Solingen: Agentur für Arbeit wirbt in Betrieben für Einzel-Umschulungen

Weiterbildung : Agentur wirbt für Einzel-Umschulungen

Für die verkürzte reguläre Ausbildung im Betrieb gibt es eine finanzielle Förderung der Agentur für Arbeit. Profitieren sollen davon Unternehmen, Arbeitssuchende ohne Abschluss und Geringqualifizierte.

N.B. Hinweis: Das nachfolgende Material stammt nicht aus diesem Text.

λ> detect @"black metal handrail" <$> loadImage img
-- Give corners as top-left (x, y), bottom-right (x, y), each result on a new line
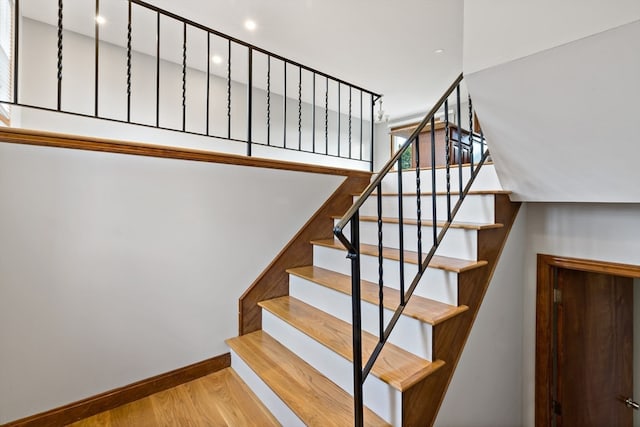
top-left (334, 74), bottom-right (489, 427)
top-left (0, 0), bottom-right (381, 170)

Ursprünglich ließ sich Lukas Kallen zum Mechatroniker ausbilden. Dann durchkreuzte eine Verletzung an der Hand die Berufspläne – und stellte den zweifachen Familienvater vor die Frage nach der Zukunft. Aber der 23-Jährige ließ sich nicht unterkriegen: „Ich hatte die Idee, etwas mit Lebensmitteln zu machen“, erzählt er. Koch sei eine Möglichkeit gewesen, eine andere schließlich Fleischer. Und genau das wird Kallen jetzt – im Rahmen einer Einzel-Umschulung bei der Gräfrather Metzgerei Jacobs in Gräfrath. Dort arbeitet er zugleich als Helfer in der Lebensmittelherstellung und verdient damit auch ein Gehalt, das seiner persönlichen Situation Rechnung trägt.

Möglich macht das ein Förderprogramm der Agentur für Arbeit. Das soll Arbeitssuchenden ohne Berufsabschluss, nicht ausreichend qualifizierten Bewerbern oder bereits Berufstätigen zu einem zukunftssichernden Abschluss verhelfen – und zugleich dem Fachkräftemangel in den Betrieben entgegenwirken. „Eine reguläre Ausbildung wäre für mich aus finanziellen Gründen nicht machbar gewesen, davon hätte ich meine Familie nicht ernähren können“, erklärt Kallen und betont: „Ich bin sehr dankbar, diese Chance bekommen zu haben und tue alles, um diese zu nutzen.“

Doch auch für seinen Chef hat sich das Arrangement offenbar gelohnt: „Er ist sehr engagiert“, lobt ihn Inhaber Rudolf Jacobs, der die Bedeutung der Ausbildung im eigenen Betrieb hervorhebt: „Fachkräfte sind auf dem freien Markt schon lange nicht mehr zu bekommen.“ Auch deshalb zögerte er nicht lange, als Martina Wildförster, Qualifizierungsberaterin der Agentur für Arbeit, ihm Lukas Kallen vorstellte. „Das Bauchgefühl sagte, es passt“, erklärt Jacobs.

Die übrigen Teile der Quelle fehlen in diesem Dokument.